Some important considerations in forming a new business to acquire not only a franchise but an existing business are:
selecting the form of business organization-limiting liability
selecting a lawyer competent, not only in franchising, but also in corporate, commercial and real estate law
identifying the respective due diligence activities for the proposed franchisee and the lawyer
selecting an accountant to assist in the reparation of cash flow projections, preferably prior to signing the Franchise Agreement
deciding on whether to have compilation or review financial statements
use of payroll services-dangers of non-compliance with technical requirements
shopping around for insurance coverage, rather than blindly using the insurance agent recommended by the Franchisor
Franchise Agreements
Some major issues in reviewing the Offering Circular and Franchise Agreement are:
refund of Franchises Fee or portion thereof before commencement of operations under certain circumstances
the “Territory” and scope of protection for the Franchisee
length of initial term
right of renewal and conditions thereon
conditions to right of Franchisee to sell the business with the Franchise or to sell a portion of the ownership
effect of death or disability of the principal of the Franchisee
limitation of the liability of the principals(s) on the personal guaranty required by the Franchisor
limits, if any, on discretion of Franchisor to refuse to grant consents or approvals
restrictions on competitive activities of the Franchisee of its Principal(s) after termination
Some of the key issues in the Lease for the franchised location are:
the precise language of the use clause
length of initial term and synchronization with the initial term of the Franchise
Tenant’s option to renew security deposit; amount and form
possible limit to the amount of the personal guaranty
right of Tenant to assign the lease if it sells its business
limits, if any, on discretion of Landlord to refuse to grant consents or approvals
Tenant’s signs subordination of Landlord’s right of distraint to lien of a bank providing financing for the business
Succession Planning
If you own a closely-held corporation or family-owned business, planning for an inevitable transition to new management is of utmost importance.
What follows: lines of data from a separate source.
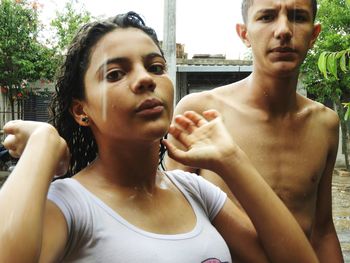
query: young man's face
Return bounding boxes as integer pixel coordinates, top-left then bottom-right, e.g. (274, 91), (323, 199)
(238, 0), (320, 76)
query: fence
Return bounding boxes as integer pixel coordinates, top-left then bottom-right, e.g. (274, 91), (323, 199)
(0, 89), (24, 134)
(1, 91), (52, 143)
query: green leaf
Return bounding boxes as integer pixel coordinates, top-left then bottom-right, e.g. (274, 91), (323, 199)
(327, 53), (338, 79)
(318, 52), (328, 78)
(340, 52), (348, 72)
(336, 50), (345, 59)
(345, 104), (350, 121)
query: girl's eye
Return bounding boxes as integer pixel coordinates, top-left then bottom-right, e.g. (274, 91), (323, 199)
(105, 70), (125, 82)
(149, 64), (166, 75)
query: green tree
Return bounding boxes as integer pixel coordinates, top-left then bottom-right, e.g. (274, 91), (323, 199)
(0, 0), (93, 123)
(46, 0), (93, 80)
(301, 0), (350, 169)
(50, 0), (93, 54)
(0, 0), (57, 119)
(317, 0), (350, 81)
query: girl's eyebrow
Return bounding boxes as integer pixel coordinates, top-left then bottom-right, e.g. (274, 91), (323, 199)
(96, 52), (165, 74)
(96, 57), (128, 75)
(142, 52), (166, 62)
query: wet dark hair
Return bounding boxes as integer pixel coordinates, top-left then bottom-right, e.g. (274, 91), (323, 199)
(49, 11), (166, 177)
(241, 0), (318, 24)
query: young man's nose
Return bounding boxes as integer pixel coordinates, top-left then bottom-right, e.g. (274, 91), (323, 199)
(130, 66), (156, 93)
(274, 16), (293, 42)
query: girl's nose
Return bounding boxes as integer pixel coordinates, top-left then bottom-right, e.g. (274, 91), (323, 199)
(130, 66), (156, 93)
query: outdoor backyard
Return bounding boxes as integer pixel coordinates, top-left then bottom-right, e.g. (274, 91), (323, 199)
(332, 170), (350, 262)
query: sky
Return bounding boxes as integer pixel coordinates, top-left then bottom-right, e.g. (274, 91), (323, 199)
(38, 0), (249, 59)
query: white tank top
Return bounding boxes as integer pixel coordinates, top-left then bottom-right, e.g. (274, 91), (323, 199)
(48, 170), (231, 263)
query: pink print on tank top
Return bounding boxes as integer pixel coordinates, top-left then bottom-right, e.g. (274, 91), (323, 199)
(202, 258), (229, 263)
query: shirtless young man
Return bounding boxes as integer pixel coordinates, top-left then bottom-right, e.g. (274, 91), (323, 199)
(166, 0), (344, 261)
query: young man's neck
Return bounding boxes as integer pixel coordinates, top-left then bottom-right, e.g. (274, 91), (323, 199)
(244, 70), (300, 116)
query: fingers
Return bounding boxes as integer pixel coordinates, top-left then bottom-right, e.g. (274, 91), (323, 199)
(173, 111), (208, 132)
(3, 134), (21, 158)
(203, 109), (220, 121)
(171, 113), (202, 148)
(183, 111), (208, 127)
(3, 120), (22, 134)
(162, 139), (187, 163)
(171, 110), (221, 143)
(183, 110), (220, 125)
(167, 125), (192, 148)
(174, 114), (198, 134)
(2, 120), (30, 158)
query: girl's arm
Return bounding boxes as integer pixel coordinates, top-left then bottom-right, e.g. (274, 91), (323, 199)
(164, 110), (318, 263)
(0, 121), (69, 263)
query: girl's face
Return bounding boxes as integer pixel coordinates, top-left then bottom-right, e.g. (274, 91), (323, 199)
(77, 27), (174, 143)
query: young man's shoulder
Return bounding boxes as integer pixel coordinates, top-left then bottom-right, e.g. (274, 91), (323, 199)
(175, 81), (244, 114)
(300, 95), (339, 131)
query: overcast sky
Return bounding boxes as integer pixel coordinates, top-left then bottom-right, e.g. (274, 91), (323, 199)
(38, 0), (249, 59)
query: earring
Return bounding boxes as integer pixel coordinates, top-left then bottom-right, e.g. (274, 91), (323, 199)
(82, 116), (89, 124)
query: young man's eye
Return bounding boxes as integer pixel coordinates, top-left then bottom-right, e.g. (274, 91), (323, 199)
(105, 70), (125, 82)
(291, 15), (307, 22)
(259, 14), (275, 22)
(149, 64), (166, 75)
(289, 11), (309, 23)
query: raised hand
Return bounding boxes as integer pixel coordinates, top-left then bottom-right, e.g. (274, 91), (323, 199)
(163, 110), (239, 172)
(3, 120), (70, 176)
(3, 120), (50, 158)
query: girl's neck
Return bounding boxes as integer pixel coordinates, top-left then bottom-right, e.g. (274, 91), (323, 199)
(80, 140), (161, 191)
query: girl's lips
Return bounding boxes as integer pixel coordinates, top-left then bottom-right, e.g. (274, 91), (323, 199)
(135, 98), (164, 117)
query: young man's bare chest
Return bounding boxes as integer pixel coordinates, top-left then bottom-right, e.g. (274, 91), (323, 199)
(207, 101), (330, 233)
(225, 108), (327, 189)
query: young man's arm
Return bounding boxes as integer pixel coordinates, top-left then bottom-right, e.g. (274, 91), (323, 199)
(310, 111), (344, 262)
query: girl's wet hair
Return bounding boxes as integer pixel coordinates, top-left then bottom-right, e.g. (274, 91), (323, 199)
(49, 11), (166, 177)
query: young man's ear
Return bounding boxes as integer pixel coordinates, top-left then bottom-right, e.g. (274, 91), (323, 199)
(236, 23), (251, 48)
(309, 23), (321, 48)
(70, 99), (90, 126)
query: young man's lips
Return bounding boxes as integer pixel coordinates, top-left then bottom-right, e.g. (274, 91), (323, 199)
(270, 47), (296, 53)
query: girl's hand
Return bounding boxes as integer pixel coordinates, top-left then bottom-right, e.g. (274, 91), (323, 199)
(163, 110), (239, 172)
(3, 120), (48, 158)
(2, 120), (70, 176)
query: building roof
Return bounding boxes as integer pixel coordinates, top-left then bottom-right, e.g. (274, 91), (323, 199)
(176, 58), (253, 72)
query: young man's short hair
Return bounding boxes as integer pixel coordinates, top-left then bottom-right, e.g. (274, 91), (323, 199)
(241, 0), (318, 24)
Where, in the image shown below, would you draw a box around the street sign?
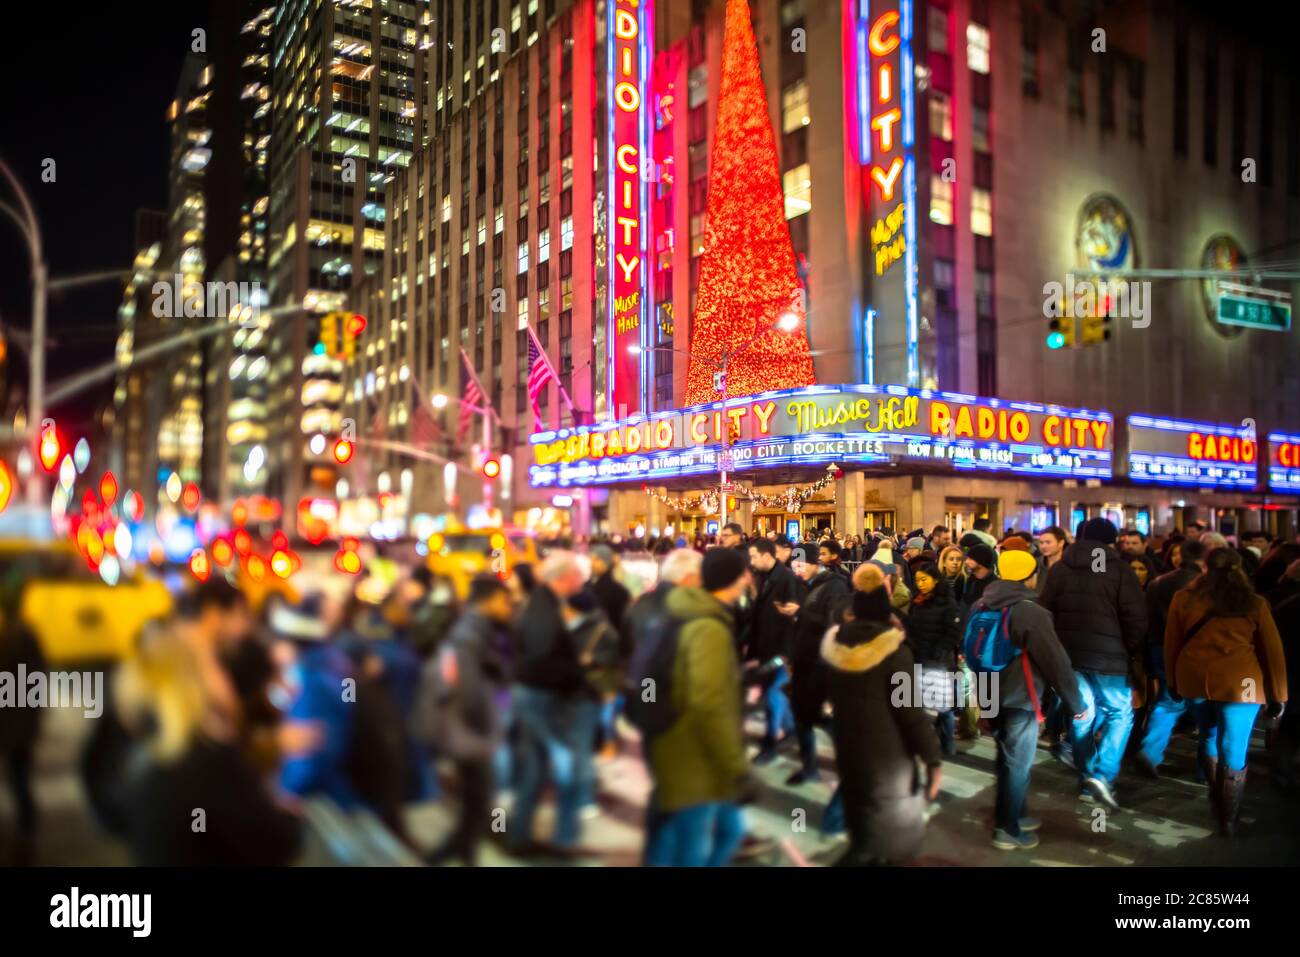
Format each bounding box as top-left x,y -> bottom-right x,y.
713,371 -> 726,392
718,481 -> 736,493
1216,287 -> 1291,331
717,451 -> 735,472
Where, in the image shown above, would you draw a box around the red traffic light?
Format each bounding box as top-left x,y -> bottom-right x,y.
481,457 -> 501,479
99,471 -> 119,507
333,438 -> 354,465
345,314 -> 367,337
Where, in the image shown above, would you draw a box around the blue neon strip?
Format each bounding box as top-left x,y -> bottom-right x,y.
640,3 -> 654,411
865,307 -> 876,384
903,155 -> 919,385
900,0 -> 914,149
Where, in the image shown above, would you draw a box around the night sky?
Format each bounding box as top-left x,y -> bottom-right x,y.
0,2 -> 211,433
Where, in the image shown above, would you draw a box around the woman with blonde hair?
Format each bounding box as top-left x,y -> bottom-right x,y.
938,545 -> 968,607
117,621 -> 301,865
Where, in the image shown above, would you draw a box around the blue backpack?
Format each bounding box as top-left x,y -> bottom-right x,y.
963,604 -> 1017,672
962,600 -> 1043,721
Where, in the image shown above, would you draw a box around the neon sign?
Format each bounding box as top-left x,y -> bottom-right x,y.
529,382 -> 1112,488
1268,432 -> 1300,492
606,0 -> 654,418
856,0 -> 919,386
1127,415 -> 1258,489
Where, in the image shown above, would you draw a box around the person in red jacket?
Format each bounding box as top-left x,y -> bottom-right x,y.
1165,547 -> 1288,836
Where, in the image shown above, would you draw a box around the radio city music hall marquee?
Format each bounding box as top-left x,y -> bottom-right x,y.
1127,415 -> 1258,489
528,383 -> 1113,489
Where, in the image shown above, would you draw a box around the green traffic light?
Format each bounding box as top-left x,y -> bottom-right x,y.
1046,331 -> 1066,349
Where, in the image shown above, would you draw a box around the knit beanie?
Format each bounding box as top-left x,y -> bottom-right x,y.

Many businesses do not survive under its successor management, whether current or younger generations. And even less make it through a second transition.
At GWD, we have decades of experience helping these types of business plan for future change and put the proper legal mechanisms to successfully do so. From proper corporate structures to helping you develop and update a business plan for your company, we are there to greatly increase your chance of success.
As a business owner, you should also make this part of a larger estate planning discussion, making sure all the proper parts are in place for you and your loved ones.
Executive Benefits & Compensation
If you are a business owner, you may have certain employees who are key to the running and survival of your company. It is often a good idea to not only reward these persons for their service and continued loyalty, but to give them more reasons to stay with the company then to leave.
A so called “golden handcuff” or deferred compensation plan can be designed as supplements or replacements for existing retirement or 401k benefits. These plans can be completely discriminatory in that you, as the business owner, can pick and choose what types of benefits are offered and to whom they are offered. Depending on the design of the plan, the company may obtain additional tax benefits as well.
Our firm is skilled in the design, drafting, implementation and funding of these types of arrangements. We also provide annual administration for plan participants to non-public, closely-held companies.